Polar, lu dans le cadre des défis Thriller, Premier roman et Littérature suisse (trois défis d'un coup, rien que ça!).
Force m'est de constater que dans mon exploration des littératures suisses, j'ai oublié un peu la littérature alémanique, si ce n'est pour rédiger un billet sur Martin Suter et un autre sur Friedrich Dürrenmatt. Je répare à présent cette lacune, avec le premier roman de Pierre Paillasse, intitulé "Revanche". C'est un ouvrage typique d'une tendance à la mode outre-Sarine: le roman policier à ancrage local affirmé. Ici, c'est la ville de Fribourg qui sert d'arrière-plan à l'action.
Et là, le lecteur va être happé par un style sec et direct qui va à l'essentiel, bien rendu par la traduction française propre et efficace de Bruno Galliker. L'ouvrage peut se targuer d'un fort réalisme, et ce n'est pas le moindre de ses atouts. Le match de hockey sur glace décisif disputé entre le HC Fribourg Gottéron et les ZSC Lions de Zurich a bel et bien eu lieu en mars 2009 (l'auteur y a peut-être même assisté), et même les articles de journal cités dans le livre, tirés des Freiburger Nachrichten, sont vrais. Là où le réel cède la place à la fiction, c'est lorsqu'on trouve un mort dans les toilettes de la patinoire BCF Arena de Fribourg... Dès lors, August Arnaud et Ronny mènent l'enquête.
Une enquête dont l'économie de moyens est aussi une qualité: à l'heure où les polars sont bourrés de gadgets technologiques, au temps des profileurs et de la criminologie sous toutes ses formes, l'auteur met en scène un polar à l'ancienne où l'essentiel de l'enquête se déroule sous forme d'interrogatoires, donc de dialogues - à telle enseigne qu'on aurait parfois apprécié une autre astuce pour faire avancer le schmilblick: outre les paroles des suspects, qui amènent l'essentiel des informations, seuls un portable, un livre de Dostoïevski et un énigmatique petit billet livrent quelques clés.

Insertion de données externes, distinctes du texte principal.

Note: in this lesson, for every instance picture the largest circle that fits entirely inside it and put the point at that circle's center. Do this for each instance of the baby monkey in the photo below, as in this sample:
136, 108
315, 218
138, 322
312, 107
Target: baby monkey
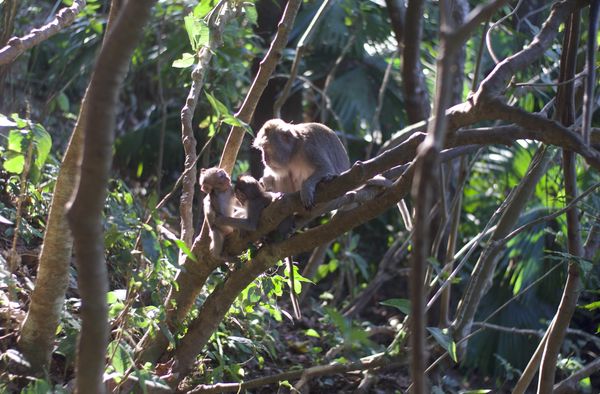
215, 182
254, 198
299, 156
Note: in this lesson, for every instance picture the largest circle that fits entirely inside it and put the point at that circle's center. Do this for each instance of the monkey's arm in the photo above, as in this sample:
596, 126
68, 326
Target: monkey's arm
307, 190
245, 224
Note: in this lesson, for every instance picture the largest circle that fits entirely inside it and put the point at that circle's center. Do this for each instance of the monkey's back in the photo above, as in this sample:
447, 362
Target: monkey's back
326, 139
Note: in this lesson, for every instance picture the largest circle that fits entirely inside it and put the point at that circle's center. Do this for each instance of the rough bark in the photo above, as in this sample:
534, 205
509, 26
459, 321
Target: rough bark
37, 334
486, 264
17, 45
416, 97
191, 280
85, 212
566, 112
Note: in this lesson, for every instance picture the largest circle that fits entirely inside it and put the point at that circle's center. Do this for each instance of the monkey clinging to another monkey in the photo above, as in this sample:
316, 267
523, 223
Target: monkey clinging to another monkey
298, 157
218, 202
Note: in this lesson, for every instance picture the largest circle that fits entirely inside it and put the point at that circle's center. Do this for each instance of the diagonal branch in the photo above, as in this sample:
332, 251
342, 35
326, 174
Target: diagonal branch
17, 45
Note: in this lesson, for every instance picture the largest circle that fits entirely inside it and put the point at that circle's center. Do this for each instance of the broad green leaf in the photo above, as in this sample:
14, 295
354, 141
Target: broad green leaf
218, 106
197, 30
43, 143
202, 9
183, 247
5, 122
251, 13
16, 139
63, 102
401, 304
21, 123
445, 341
14, 162
592, 306
187, 60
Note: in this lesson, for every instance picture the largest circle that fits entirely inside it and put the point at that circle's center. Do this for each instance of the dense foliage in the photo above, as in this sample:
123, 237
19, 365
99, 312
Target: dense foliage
355, 303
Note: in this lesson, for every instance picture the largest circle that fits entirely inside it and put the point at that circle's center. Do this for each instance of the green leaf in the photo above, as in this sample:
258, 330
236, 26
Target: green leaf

La vision de Fribourg et de ses lieux typiques (Grand-Fontaine, les ponts, la cathédrale, la ruelle des Épouses...) saura évoquer des images aux lecteurs qui connaissent la ville; ceux qui lui sont étrangers auront, en revanche, envie d'en voir plus - et risquent de rester parfois sur leur faim. Une scène démontre cependant que l'auteur sait dépeindre des lieux: celle de l'entrée de l'aspirant de police Ronny à l'université. Il entend de la musique d'orgue, ce qui est possible puisqu'il existe bel et bien une chapelle intégrée à la faculté et disposant d'un tel instrument. Plus loin, certains dialogues entre étudiants plus ou moins éternels, saisis à la bibliothèque, sonnent vrai jusque dans le côté surréaliste qu'ils peuvent revêtir pour un policier peu habitué des lieux d'étude.
De même, un peu de chair aurait été la bienvenue dans certains contacts entre les personnes, par exemple par une exploitation plus appuyée du langage non verbal. Lorsque Ronny trouve Eva, une suspecte, dans une situation certes explicable, mais embarrassante a priori, une telle approche aurait du reste permis de renforcer le suspens. Dommage: l'auteur sait faire cela très bien, et le prouve lors de la confrontation finale, réussie, entre le policier August Arnaud et l'ultime suspect. De même, l'idylle naissant entre Eva et Ronny aurait pu être travaillée plus avant; l'idée de la suggérer par des échanges de SMS est en revanche originale et, par la rapidité qu'impose ce type de message, concourt à l'impression d'efficacité de ce roman.
Un supplément de générosité irait donc bien à l'auteur de "Revanche". Cela dit, partant du monde du hockey sur glace qui baigne tout le livre tout comme il rythme la vie en ville de Fribourg (Fribourg sans HC Fribourg Gottéron, ce serait un peu comme l'Académie française sans l'habit vert de ses membres...), l'auteur démontre, avec ce premier roman, qu'il sait mener une intrigue policière de manière efficace et précise, avec des moyens qui, pour l'essentiel, se limitent aux petites cellules grises des deux enquêteurs.
Pierre Paillasse, Revanche, éd. Pierre Paillasse/Book on Demand, 2011, traduit de l'allemand par Bruno Galliker.